Fuga de cérebros é um dos motivos para piora do desempenho do País em lista produzida pelo Insead
24/01/2020

O Brasil perdeu oito posições no Ranking Global de Competitividade de Talentos, divulgado pelo Insead. Dos seis pilares avaliados para compor a lista, o País caiu em cinco e ficou estável em um. Entre os motivos para a piora está a incapacidade de criar, reter e atrair novos talentos.

 

 

A lista divulgada pelo Insead é apenas mais um indicador de como o Brasil tem sofrido para se adaptar e aproveitar as oportunidades trazidas pela economia digital.

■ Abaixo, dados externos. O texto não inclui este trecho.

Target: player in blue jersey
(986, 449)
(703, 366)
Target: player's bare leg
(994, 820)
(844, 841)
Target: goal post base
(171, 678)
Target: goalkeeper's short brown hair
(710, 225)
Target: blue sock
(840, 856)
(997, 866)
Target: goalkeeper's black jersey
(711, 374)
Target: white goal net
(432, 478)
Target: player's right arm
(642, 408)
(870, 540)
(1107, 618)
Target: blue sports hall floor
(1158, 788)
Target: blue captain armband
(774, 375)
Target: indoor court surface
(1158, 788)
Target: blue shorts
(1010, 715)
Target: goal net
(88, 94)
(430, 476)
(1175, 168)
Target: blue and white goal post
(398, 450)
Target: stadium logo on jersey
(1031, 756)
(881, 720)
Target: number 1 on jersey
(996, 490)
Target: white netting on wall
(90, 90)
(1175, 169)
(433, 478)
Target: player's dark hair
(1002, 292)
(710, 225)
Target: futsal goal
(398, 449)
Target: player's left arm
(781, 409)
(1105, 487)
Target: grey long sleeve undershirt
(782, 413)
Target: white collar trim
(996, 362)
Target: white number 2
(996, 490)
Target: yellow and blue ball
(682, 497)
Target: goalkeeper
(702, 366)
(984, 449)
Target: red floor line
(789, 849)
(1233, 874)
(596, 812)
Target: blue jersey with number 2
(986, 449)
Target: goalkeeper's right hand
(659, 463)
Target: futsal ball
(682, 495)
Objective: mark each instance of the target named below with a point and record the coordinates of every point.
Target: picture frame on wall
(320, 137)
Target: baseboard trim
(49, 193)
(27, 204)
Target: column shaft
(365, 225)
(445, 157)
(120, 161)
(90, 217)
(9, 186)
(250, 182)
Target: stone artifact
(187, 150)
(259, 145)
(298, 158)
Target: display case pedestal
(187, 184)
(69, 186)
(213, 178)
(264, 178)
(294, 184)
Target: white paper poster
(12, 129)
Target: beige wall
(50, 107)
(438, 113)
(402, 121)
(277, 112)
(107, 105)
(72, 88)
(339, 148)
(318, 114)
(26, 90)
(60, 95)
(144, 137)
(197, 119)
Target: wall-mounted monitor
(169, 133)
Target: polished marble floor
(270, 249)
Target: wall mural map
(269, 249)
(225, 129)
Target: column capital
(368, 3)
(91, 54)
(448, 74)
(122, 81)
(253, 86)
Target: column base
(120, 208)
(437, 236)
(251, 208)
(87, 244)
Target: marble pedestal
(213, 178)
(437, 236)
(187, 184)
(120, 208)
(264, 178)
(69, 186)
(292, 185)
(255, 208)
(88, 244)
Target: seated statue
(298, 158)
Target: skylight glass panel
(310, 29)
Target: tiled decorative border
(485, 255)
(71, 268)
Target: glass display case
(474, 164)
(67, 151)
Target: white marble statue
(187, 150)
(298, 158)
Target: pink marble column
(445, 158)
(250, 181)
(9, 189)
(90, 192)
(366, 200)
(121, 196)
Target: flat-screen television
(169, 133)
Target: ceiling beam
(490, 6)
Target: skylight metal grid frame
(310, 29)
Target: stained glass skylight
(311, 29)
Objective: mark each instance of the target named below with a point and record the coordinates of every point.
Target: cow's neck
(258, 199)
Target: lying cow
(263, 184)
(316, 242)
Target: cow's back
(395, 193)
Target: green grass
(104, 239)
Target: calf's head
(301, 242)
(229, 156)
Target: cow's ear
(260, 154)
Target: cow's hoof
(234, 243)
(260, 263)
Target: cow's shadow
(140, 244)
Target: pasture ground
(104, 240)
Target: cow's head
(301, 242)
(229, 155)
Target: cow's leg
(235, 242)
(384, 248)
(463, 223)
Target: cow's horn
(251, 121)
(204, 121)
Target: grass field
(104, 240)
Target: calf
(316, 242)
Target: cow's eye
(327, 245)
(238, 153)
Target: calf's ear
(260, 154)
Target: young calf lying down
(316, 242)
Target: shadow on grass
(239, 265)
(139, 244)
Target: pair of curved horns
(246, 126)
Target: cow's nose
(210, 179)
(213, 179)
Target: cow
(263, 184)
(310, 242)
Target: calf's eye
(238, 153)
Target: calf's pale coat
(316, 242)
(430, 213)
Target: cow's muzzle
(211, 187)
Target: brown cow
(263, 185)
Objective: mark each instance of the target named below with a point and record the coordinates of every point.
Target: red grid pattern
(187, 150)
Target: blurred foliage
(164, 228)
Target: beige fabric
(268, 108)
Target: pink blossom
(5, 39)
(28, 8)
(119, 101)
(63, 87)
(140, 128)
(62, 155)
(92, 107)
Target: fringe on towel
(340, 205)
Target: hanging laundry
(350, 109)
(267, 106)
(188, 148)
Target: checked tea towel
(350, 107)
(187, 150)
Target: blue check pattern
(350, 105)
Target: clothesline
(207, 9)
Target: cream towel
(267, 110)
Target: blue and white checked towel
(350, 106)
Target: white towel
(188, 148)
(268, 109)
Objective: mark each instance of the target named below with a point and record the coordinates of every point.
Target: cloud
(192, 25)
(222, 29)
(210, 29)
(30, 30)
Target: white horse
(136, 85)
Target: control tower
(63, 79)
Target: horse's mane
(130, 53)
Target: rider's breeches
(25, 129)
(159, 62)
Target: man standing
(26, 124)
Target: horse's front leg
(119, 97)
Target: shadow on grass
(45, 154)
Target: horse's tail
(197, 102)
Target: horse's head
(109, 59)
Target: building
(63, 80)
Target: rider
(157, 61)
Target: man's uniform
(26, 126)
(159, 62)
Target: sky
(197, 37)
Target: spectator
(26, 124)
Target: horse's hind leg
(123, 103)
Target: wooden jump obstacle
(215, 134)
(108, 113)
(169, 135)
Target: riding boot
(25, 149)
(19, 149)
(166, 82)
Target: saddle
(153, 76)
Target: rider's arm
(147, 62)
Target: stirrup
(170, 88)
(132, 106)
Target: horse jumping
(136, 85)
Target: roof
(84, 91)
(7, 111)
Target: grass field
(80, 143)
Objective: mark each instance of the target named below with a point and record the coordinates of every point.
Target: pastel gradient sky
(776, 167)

Existe uma falha sistêmica na quantidade de pessoas formadas para carreiras de tecnologia em comparação com a quantidade de vagas criadas, gerando um grande déficit, além de problemas sérios na absorção de habilidades necessárias a essa nova economia que emerge, como pensamento crítico, liderança, resolução de problemas complexos, entre outros.

 

 

Além disso, o País tem assistido a uma fuga de talentos elevada, o que dificulta ainda mais o cenário e, para completar, a atratividade para estudantes e profissionais estrangeiros também é muito abaixo da média.

 

 

Na análise por país, o Insead ressalta que o Brasil tem a pior pontuação entre os países que compõem o grupo dos BRICS. Em atratividade, por exemplo, das 132 nações avaliadas, o País ocupa a posição de 96, e em habilidades técnicas figura como 101º. A mesma análise mostra que o Brasil aparece bem ranqueado em educação formal, por ter um sistema educacional sólido (ainda que com deficiências), ocupando a posição 56, e acesso a oportunidades, em 41º. Por outro lado, ambiente regulatório (85) e ambiente de negócios e trabalho (91), dependem de muita melhoria.

 

 

O País precisa atacar urgentemente:

 

 

– Ambiente regulatório, para simplificar o ambiente de negócios

 

 

– Relação entre pagamento e produtividade

 

 

– Abertura externa

 

 

– Atração de estudantes e profissionais internacionais

 

 

Empregabilidade

 

 

– Formação em habilidades técnicas para oportunidades presentes

 

 

– Acelerar formação e/ou ampliar atração de cientistas e engenheiros

 

O ranking é liderado por Suíça, Estados Unidos e Singapura, respectivamente. Esses países têm pontuação que varia entre 78 e 81. O Brasil, apenas para comparação, tem 38. Na avaliação por cidades, São Paulo é a mais bem posicionada do Brasil e da América Latina, surgindo em 84º. No País, além da capital paulista, foram avaliadas Brasília e Rio de Janeiro.